TRIMESTRALI: APPLE PERDE COLPI, LUXOTTICA BOOM. SUMMIT DEI GESTORI SU TOKYO: FERMATE IL DEBITO
Perde colpi la corazzata Apple -1,4% a quota 609 dollari dopo l’annuncio a Borsa chiusa dei conti del trimestre. Gli analisti hanno “bocciato” i risultati: ricavi per 35,96 miliardi di dollari e profitti per 8,2 (contro una previsione di 8,75). In particolare, come riferisce The Wall Street Journal, si rileva che la domanda per iPhone (26,9 milioni di esemplari venduti ha superato la stima di 25 milioni) e’ ancora forte ma e’ stata deludente quella per gli iPad. Ne sono stati venduti 14 milioni (+26% rispetto allo stesso trimestre del 2011) ma un milione in meno (17%) rispetto al previsto.
Pesa soprattutto l’aumento dei costi di produzione e il calo dei margini. Per la prima volta Apple è stata costretta a ridurre i margini, in calo del 36%. Segno che la concorrenza di Samsung e il lancio odierno di Windows 8 da parte di Microsoft creano qualche problema.
Samsung, il grande nemico di Apple, chiude il trimstre con numeri eccellenti: profitti per 5,9 miliardi di dollari (+91%) sull’onda del successo degli smartphone, oltre 58 milioni di pezzi venduti nel mondo contro i 26,9 milioni di iPhone.

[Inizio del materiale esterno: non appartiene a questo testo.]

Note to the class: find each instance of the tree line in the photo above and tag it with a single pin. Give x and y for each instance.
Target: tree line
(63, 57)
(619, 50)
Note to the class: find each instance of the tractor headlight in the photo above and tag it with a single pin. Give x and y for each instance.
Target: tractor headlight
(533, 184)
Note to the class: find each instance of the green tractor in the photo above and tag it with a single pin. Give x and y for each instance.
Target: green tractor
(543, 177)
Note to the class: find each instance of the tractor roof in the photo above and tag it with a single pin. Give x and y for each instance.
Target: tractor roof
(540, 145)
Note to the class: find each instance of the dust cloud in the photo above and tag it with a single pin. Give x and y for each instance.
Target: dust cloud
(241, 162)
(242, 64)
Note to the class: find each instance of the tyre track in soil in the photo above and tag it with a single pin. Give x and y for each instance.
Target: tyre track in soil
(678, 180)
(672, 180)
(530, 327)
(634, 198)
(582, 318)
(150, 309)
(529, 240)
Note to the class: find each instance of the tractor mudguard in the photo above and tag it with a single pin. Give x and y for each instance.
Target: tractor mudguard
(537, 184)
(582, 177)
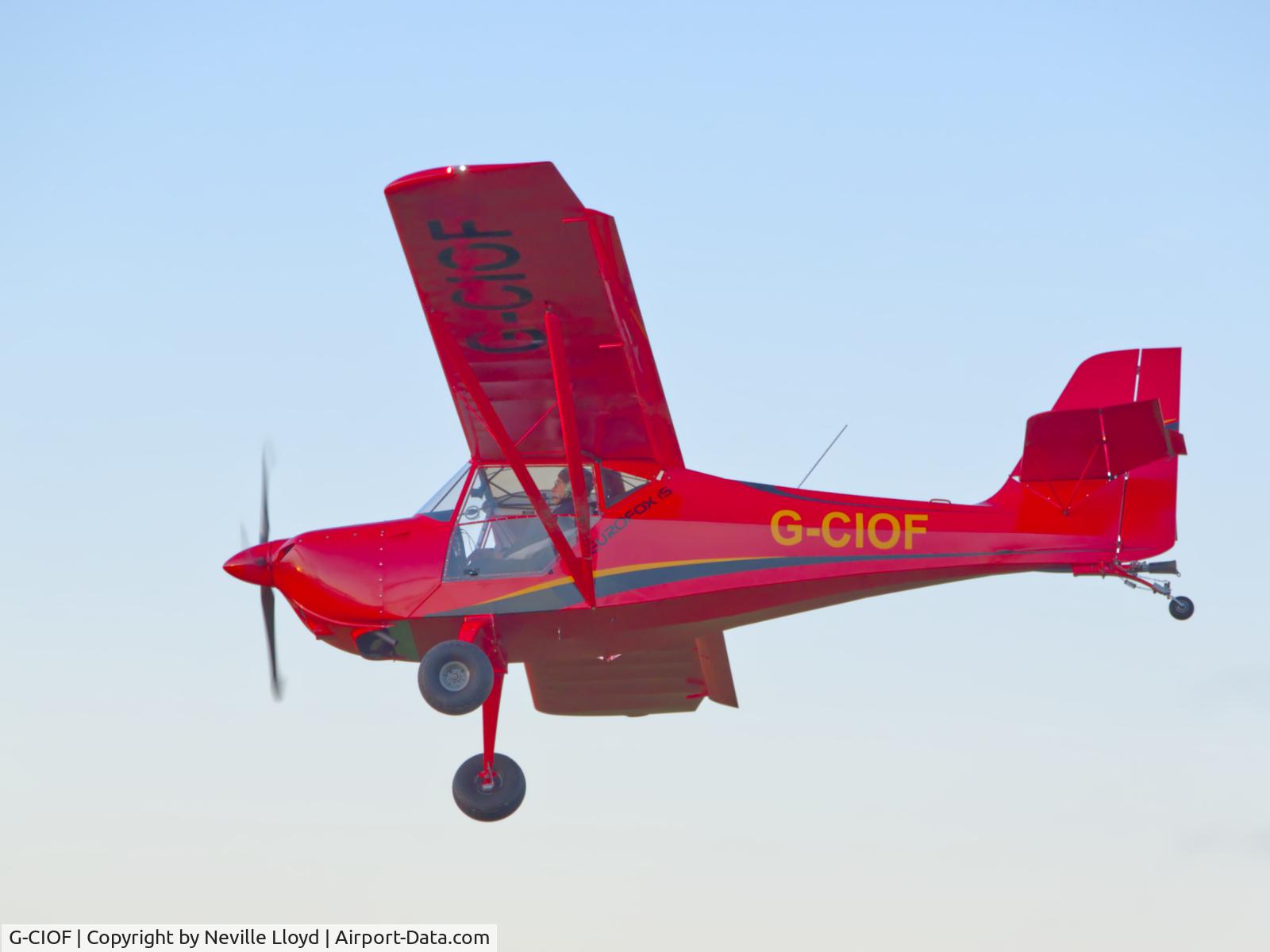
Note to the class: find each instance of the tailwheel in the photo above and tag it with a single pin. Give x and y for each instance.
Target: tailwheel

Ottimi risultati invece per Luxottica già salita ieri del 1,6% in attesa dei numeri del terzo trimestre rilasciati a sera. Dai dati riulta una crescita a doppia cifra per ricavi (+17%) e utili (+30%) grazie alla continua crescita dei mercati nordamericani e al recupero messo a segno dai Paesi dell’Europa mediterranea.
ASIA
Brusco scivolone dei mercati nell’ultima seduta della settimana: Tokyo –0,98%, Hong Kong -0,90%. All’origine delle perdite i dati, deludenti, in arrivo dalla trimestrale di China Unicom -6% e, soprattutto di Apple, ormai il punto di riferimento dei listini tecnologici del pianeta.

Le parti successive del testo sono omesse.